After a 10-month research and consultation period, the Stop Out-of-Control Drinking campaign’s report recommends a new, national Foundation to Reduce Alcohol Misuse to achieve a “generational shift” in drinking culture that will deliver a 30% reduction in alcohol misuse by 2025.
The independent foundation would run for 10 years and be chaired by a government appointee. Its remit would be to co-ordinate public services, health groups, industry, education institutions, and others to implement a wide-ranging set of recommendations focused on changing behaviours and attitudes towards alcohol.
The report also advocates an inter-generational approach to cultural education, and school alcohol education from primary level up to university.
It also calls for more support services to allow parents and peers to take a leading role in the fight against out-of-control drinking. The campaign has been widely criticised since its inception amid claims it is a “smokescreen” to take the political focus away from wider legal reforms around minimum pricing, marketing, alcohol promotion and alcohol availability.

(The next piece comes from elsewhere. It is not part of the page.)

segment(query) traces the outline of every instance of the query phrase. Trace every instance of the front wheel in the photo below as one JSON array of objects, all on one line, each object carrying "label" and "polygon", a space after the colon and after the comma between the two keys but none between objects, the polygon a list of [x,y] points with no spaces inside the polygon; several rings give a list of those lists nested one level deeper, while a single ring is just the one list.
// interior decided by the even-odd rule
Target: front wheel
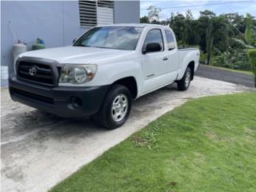
[{"label": "front wheel", "polygon": [[180,90],[186,90],[191,82],[191,69],[187,67],[182,78],[177,82],[178,89]]},{"label": "front wheel", "polygon": [[129,90],[122,85],[114,85],[108,91],[98,114],[102,125],[110,130],[122,126],[128,118],[131,106]]}]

Chair of the campaign and Barnardos chief executive Fergus Finlay defended the report’s decision not to call for a ban on alcohol sponsorship of sports saying health experts “were divided” about the effectiveness of such a measure
“I want to see the link broken between sport and alcohol. I don’t want to see it happen at the expense of sport. I don’t want to see it cause a crisis overnight. I think it’s something that can only be done reasonably quickly. It is noteworthy, however, that neither the Minister nor the Oireachtas Committee [on Health and Children] has come out in favour of an outright overnight ban,” he said.

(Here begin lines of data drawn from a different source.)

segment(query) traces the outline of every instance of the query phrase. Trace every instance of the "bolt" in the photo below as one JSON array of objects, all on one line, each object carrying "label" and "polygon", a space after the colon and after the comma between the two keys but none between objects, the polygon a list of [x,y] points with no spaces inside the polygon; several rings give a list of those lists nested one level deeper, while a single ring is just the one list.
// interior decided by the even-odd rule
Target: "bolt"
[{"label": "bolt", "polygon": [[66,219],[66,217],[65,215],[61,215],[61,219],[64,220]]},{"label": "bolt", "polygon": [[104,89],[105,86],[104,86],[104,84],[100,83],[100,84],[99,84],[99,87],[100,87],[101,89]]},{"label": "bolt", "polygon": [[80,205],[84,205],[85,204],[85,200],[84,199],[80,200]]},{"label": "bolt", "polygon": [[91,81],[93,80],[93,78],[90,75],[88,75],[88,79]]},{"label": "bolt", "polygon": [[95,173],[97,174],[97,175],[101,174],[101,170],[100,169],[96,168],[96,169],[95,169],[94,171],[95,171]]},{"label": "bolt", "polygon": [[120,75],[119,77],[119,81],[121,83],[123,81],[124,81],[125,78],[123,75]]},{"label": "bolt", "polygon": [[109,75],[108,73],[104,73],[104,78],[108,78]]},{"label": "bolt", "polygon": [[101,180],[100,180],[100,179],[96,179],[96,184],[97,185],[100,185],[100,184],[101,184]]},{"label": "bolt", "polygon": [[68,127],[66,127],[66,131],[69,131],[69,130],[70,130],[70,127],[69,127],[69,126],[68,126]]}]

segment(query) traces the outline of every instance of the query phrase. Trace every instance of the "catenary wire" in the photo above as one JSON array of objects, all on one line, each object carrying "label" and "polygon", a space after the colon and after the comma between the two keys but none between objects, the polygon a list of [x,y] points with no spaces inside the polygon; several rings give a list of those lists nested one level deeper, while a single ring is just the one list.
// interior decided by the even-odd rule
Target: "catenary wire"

However, independent senator and former Children’s Rights Alliance chief executive Jillian van Turnhout said that, in 2012 and 2015, the Health and Children Committee members supported a ban on alcohol advertising of sports.

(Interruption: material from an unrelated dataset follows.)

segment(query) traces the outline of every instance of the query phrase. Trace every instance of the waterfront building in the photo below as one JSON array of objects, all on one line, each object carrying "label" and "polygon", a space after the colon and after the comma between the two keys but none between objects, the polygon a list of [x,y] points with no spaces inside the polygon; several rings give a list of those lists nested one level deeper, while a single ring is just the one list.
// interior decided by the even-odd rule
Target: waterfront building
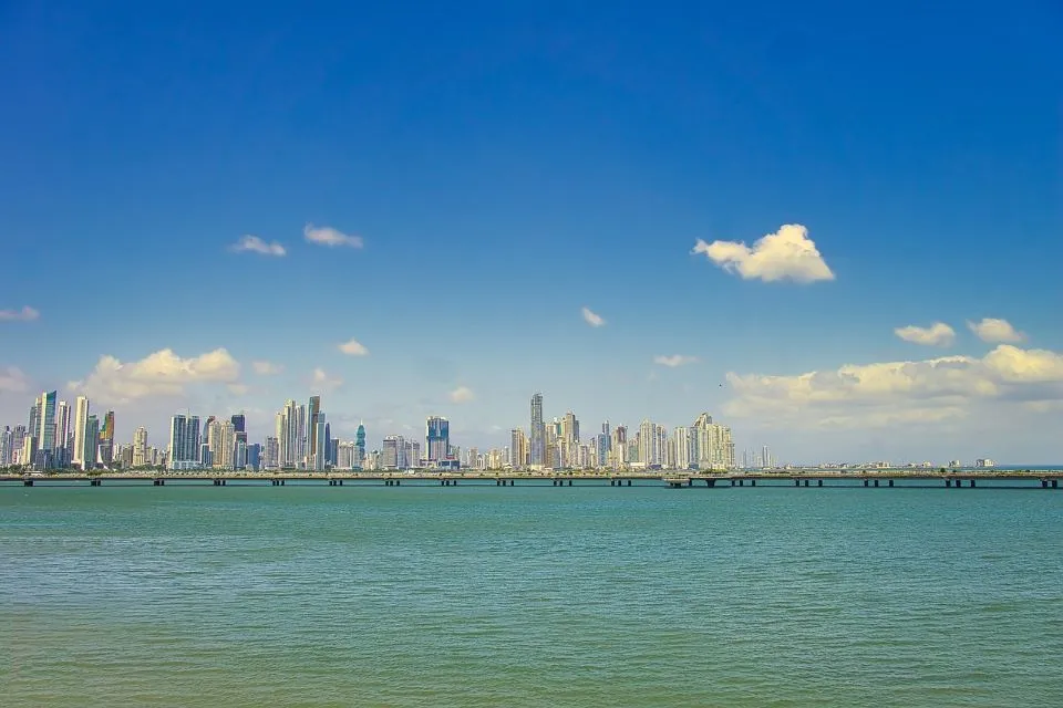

She said she had predicted that the report would focus on the “catchphrase” of education as a tactic to delay the introduction of effective legislation.
“The report is disappointing but not surprising. Education is the catchphrase of the drinks industry as it was of the tobacco industry. The reality is while education is fine, it doesn’t change people’s behaviour. What we need is legislation around pricing and the promoting and marketing of alcohol,” she said.
Social campaigner and founder of youth organisation SpunOut.ie Ruairí McKiernan questioned the recommendation for a new foundation, considering there are already plans to relaunch the drinks industry-funded DrinkAware.
“It will be interesting to see what the link is between this and the plans for industry-funded organisation DrinkAware to relaunch. In April the HSE stated that there should be no role for the industry in public health awareness as there is a clear conflict of interest.”
“The Public Health (Alcohol) Bill will soon go before the Dáil and it will be worth watching to see how health minister Leo Varadkar responds to the continual efforts by industry to frame the debate and prevent meaningful change,” he said.